And according to just about any other source, Zinc, which is the most commonly used coating in modern galvanized steel, is far more conductive than Nickel. Of course I'm open to viewing any credible resources that would explain otherwise. 

The Tyco/Tomy/Buck/Maxx and other tracks I've both built and raced on are a far cry from being either "low-tech" or "toy tracks". Besides the snake-oil pitch, you've just insulted a very large percentage of this forum...not a good way to drum up sales.


----------



## NTxSlotCars (May 27, 2008)




----------



## Sir Slotsalot (Jan 23, 2010)

Sorry if any one is insulted. Not our intention and we apologize. But no "snake-oil" here. We have done a lot of research and track testing to form our opinions about this product. As for coated wire, coatings wear off. Alloy material remains the same. We can debate things all day long. All opinions are welcome but it would be refreshing to hear from people who are open to new ideas.


----------



## SwamperGene (Dec 1, 2003)

It's cool...new ideas are fine but round wire is not really a new idea, and so far it hasn't gone over well in this hobby in part for the reasons I mentioned earlier especially that contact patch issue, so we stick with the tried and true that is used by the majority. Neo's been in this hobby a long time and I have no doubt about his claim as I've seen it myself with braided tracks, it's no joke that people migrate away if drastic and largely unnecessary change is introduced. So in the big picture "new and improved" is not always best. You can have all the bells and whistles in the world, you can absolutely love your pristine big dollar track...but if no one else feels the same, you're either racing alone or racing on someone else's "conventional" track.


----------



## Sir Slotsalot (Jan 23, 2010)

Gene,

Forgive my approach. I should probably emphasize to everyone that our business is not aimed at professional circuit racers or large clubs who must conform to strict rules. 

This is about the home track builder who wants to have fun, improve performance and quality over plastic track, entertain family & friends, and above all, no rules. Heck, theres a guy out there making a track completely out of metal. How wild!! What rules is he conforming to? For me, it's all about having fun and trying new things. I'm sure you can appreciate that aspect of the hobby.


----------



## Grandcheapskate (Jan 5, 2006)

Might I suggest a review of this thread....
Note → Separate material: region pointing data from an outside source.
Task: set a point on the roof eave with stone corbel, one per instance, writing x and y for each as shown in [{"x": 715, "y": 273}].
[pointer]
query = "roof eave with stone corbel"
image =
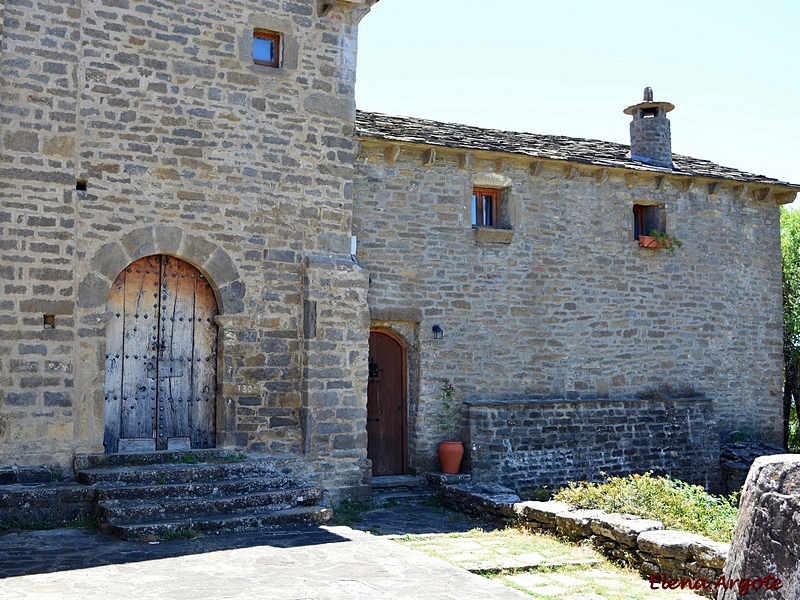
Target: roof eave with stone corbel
[{"x": 605, "y": 155}]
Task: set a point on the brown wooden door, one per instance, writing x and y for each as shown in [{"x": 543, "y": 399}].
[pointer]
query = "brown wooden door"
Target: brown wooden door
[
  {"x": 161, "y": 359},
  {"x": 386, "y": 405}
]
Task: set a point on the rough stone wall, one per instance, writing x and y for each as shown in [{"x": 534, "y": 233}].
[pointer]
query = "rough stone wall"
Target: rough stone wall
[
  {"x": 571, "y": 307},
  {"x": 525, "y": 445},
  {"x": 186, "y": 148}
]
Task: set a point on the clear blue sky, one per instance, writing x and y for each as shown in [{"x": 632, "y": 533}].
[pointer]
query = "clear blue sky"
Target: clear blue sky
[{"x": 732, "y": 69}]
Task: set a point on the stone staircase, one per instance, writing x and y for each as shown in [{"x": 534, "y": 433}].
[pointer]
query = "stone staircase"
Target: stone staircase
[
  {"x": 390, "y": 490},
  {"x": 154, "y": 495}
]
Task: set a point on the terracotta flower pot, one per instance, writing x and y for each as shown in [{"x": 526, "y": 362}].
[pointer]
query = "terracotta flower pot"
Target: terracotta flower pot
[
  {"x": 648, "y": 241},
  {"x": 450, "y": 455}
]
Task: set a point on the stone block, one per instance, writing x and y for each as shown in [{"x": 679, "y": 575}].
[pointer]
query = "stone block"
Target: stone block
[
  {"x": 541, "y": 512},
  {"x": 710, "y": 554},
  {"x": 110, "y": 260},
  {"x": 21, "y": 141},
  {"x": 766, "y": 539},
  {"x": 669, "y": 543},
  {"x": 577, "y": 523},
  {"x": 623, "y": 529}
]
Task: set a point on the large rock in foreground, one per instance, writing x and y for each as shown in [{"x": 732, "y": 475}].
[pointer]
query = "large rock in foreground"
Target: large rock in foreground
[{"x": 765, "y": 551}]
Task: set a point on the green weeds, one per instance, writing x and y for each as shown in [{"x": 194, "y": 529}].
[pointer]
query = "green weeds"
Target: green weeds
[{"x": 677, "y": 504}]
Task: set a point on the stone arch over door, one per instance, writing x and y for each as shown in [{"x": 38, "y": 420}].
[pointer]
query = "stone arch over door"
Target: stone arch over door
[
  {"x": 161, "y": 358},
  {"x": 100, "y": 269},
  {"x": 213, "y": 261}
]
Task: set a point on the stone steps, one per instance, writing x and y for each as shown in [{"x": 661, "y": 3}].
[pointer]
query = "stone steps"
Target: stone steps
[
  {"x": 188, "y": 527},
  {"x": 175, "y": 494},
  {"x": 390, "y": 490}
]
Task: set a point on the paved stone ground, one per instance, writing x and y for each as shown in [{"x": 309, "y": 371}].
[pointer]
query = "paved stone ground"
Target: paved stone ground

http://www.hobbytalk.com/bbs1/showthread.php?t=287392


----------



## Tsooko (Oct 15, 2009)

When I was given some of this ne/fe wire to test and asked to build a track to send to the supplier I was very skeptical about it's performance.
Theories and speculations aside "the wire works great!!! "
As some have followed my track builds on this site and other slot car sites you all know the journey I have been on concerning track building. I have not ever raced on a store bought track and jumped right in with building my own routed tracks. 
I now have a cnc router and have cut out several tracks and experimented with many aspect of home track building. I cannot tell you how many pieces of track have hit the garbage trying out various methods and products. 

Although the hard core racer has specific requirements concerning track and rules, there is still a lot of difference from track to track. Ask him why he wants to get there early to test his settup, even though he may have a track built to the same specs as the track he is going to race on at home.
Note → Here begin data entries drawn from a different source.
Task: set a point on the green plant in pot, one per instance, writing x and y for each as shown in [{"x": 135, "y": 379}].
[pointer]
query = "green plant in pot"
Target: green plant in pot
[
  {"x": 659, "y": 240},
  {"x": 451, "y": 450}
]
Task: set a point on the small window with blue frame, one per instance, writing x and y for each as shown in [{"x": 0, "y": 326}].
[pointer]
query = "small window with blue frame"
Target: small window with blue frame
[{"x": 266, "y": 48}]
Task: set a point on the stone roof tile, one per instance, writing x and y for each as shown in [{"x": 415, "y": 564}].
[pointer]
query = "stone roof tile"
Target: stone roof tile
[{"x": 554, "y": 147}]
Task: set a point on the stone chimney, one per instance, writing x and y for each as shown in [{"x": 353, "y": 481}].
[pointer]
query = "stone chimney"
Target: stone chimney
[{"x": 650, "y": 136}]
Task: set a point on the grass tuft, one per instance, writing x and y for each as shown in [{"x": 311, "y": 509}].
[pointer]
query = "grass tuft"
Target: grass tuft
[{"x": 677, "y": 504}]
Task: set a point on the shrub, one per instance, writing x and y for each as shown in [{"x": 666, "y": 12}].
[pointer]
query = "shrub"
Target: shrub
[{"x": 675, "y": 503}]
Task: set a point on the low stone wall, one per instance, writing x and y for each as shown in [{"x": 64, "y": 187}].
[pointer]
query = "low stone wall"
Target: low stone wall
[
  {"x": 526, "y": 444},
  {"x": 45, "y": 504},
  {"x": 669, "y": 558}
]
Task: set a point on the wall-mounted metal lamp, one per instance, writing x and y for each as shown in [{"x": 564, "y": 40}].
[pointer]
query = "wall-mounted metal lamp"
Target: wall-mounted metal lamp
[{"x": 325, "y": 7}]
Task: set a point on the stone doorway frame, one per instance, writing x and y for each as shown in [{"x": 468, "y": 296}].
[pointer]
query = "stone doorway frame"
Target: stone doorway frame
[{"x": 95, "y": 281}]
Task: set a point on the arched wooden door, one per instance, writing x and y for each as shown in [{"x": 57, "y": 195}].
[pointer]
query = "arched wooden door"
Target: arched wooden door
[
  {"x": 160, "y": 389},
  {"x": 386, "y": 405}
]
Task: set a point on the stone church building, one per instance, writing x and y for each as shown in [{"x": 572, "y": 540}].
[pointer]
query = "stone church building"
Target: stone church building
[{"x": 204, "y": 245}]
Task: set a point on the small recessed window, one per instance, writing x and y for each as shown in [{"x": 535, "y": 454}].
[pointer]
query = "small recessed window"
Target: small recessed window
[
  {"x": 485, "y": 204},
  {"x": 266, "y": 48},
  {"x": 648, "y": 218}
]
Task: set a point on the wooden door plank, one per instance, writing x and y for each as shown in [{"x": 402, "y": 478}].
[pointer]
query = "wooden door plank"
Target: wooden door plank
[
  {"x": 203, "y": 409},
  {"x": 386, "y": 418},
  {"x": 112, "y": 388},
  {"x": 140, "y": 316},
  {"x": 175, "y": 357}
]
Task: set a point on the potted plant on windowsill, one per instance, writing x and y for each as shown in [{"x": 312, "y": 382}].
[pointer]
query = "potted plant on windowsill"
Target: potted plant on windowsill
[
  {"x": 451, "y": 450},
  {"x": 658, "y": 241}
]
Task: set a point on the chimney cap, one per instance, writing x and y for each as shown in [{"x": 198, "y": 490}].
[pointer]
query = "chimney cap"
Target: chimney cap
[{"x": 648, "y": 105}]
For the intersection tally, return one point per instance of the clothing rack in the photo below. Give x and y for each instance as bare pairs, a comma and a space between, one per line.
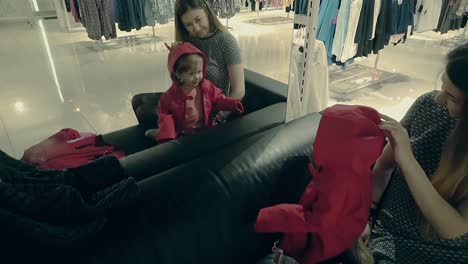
310, 21
81, 28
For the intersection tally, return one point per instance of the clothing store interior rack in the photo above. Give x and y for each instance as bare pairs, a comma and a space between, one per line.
355, 77
346, 79
128, 39
310, 21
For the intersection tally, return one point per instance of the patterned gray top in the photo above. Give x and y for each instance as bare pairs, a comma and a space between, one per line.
398, 235
222, 50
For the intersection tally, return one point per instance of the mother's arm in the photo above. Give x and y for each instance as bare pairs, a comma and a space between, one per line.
237, 80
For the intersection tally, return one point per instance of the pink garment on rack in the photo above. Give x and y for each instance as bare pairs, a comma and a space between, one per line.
276, 3
74, 11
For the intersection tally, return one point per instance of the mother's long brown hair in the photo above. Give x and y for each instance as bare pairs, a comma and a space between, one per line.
451, 176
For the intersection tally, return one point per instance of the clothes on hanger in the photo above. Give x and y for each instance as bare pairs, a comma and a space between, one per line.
163, 10
327, 24
75, 10
365, 29
316, 92
130, 14
451, 17
427, 15
97, 18
349, 46
223, 8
The home builder is a different breed of cat. His requirements is to have fun with his kids and family and friends. He is not so much concerned about rules.
In fact it is my contention that rules for racing is to keep the cheater from gaining a unfair advantage.The honest person just complies with the majority.

Concerning the nice drawing of the contact patch of the flat versus the round wire the reality does not comply with the theory for Ho cars with this wire. There is no negative impact on the cars or the power supplies. The power packs do not heat up or the cars, that I have run on my test track oval. I built another oval to test long term effects of the round wire.The second oval I built has one lane in the ni/fi wire and one in the stitching wire so I could test them side by each. ( The first oval is the one in the video and sent to the owners of Slot Car Express for testing purposes. ) In fact there are many advantages. One is that there is less arcing between the wire and the cars' shoes giving you GREATER electrical continuity, not less. This translates into less wear and tear on all the components of the slot car!!! Especially the shoes!!!
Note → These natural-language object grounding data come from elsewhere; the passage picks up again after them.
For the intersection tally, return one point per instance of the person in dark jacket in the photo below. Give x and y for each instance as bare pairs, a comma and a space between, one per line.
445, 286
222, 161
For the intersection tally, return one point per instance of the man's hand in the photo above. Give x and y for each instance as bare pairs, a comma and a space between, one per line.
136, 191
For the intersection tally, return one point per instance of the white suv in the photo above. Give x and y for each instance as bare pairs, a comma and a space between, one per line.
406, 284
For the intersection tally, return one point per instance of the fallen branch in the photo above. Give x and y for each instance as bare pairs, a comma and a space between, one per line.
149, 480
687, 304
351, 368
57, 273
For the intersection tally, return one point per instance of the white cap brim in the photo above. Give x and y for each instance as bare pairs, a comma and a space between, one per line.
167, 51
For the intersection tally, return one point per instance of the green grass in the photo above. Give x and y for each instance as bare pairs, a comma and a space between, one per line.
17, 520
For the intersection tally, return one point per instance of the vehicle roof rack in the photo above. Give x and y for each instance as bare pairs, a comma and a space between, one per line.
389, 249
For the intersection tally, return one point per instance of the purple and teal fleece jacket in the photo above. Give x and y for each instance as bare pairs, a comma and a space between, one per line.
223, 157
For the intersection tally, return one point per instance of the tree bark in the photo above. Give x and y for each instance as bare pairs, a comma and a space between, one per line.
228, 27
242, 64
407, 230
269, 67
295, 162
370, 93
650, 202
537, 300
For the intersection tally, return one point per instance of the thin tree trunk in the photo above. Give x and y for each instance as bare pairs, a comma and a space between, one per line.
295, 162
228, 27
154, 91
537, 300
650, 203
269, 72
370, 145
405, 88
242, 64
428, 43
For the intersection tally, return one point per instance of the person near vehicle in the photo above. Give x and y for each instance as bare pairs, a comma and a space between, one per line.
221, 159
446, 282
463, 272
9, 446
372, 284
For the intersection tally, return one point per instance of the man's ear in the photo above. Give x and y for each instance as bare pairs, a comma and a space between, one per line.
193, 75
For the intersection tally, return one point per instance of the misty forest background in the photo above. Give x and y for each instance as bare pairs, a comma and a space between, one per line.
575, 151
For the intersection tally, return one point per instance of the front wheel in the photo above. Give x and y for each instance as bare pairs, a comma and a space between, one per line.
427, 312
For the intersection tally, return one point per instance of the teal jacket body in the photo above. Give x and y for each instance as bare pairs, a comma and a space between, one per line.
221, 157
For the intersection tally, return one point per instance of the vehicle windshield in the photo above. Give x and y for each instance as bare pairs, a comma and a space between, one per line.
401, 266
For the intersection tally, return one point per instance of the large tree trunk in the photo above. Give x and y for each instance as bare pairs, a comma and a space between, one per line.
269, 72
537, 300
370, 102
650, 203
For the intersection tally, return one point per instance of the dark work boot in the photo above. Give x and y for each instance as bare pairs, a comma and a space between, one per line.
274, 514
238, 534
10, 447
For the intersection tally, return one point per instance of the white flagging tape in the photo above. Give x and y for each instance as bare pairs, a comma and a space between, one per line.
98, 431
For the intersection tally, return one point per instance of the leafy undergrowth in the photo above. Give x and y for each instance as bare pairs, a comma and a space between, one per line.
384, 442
Please remember that this wire is not like most wires out there in that the metallurgy is maximized for conductivity and corrosion resistance.

The ne/fe wire even though is a bit more money per foot, is less in cost as you do not have to buy a lock wire at $10.00 per 100 ft roll that is needed for the flat/ stitching wire. Finding the right diameter lock wire has always been a problem. Lock wire IS NOT NEEDED for the ni/fi round wire.
The placing of the wire as you can see by the video is simplicity in itself. Route the slot with a .045" machining bit, roll the wire in to get it to conform to the shape of the slot, pull it back out, apply the ca glue and roll the wire back in. Spray on some accelerator and you are done . It took about 1/4 the time to get the ni/fi wire in as it took for the stitching wire
Also when you buy the flat wire you have to purchase way more then you need as there are minimum purchase amounts from the manufactures.

Slot car Express has provided the wire in various amounts so you can order what you have need, not tons that you have to get rid of or give away. 
And, no, I do not have shares in the company!

This is not just another round wire but a viable, new solution to the power rail question!!

Advantages: Better conductivity, cooler running motors, less brush wear, smoother car operation, less track maintenance, no carbon build up , less arcing, easier to apply, less time to apply.

I now have a roll of 3000 feet in my house and the next tracks that I build will have this wire in them. It is that good!!

Oh yeah, anyone want to buy a completed track with copper coated stitching wire? I need the room for another track. Guess which wire I'm going to use?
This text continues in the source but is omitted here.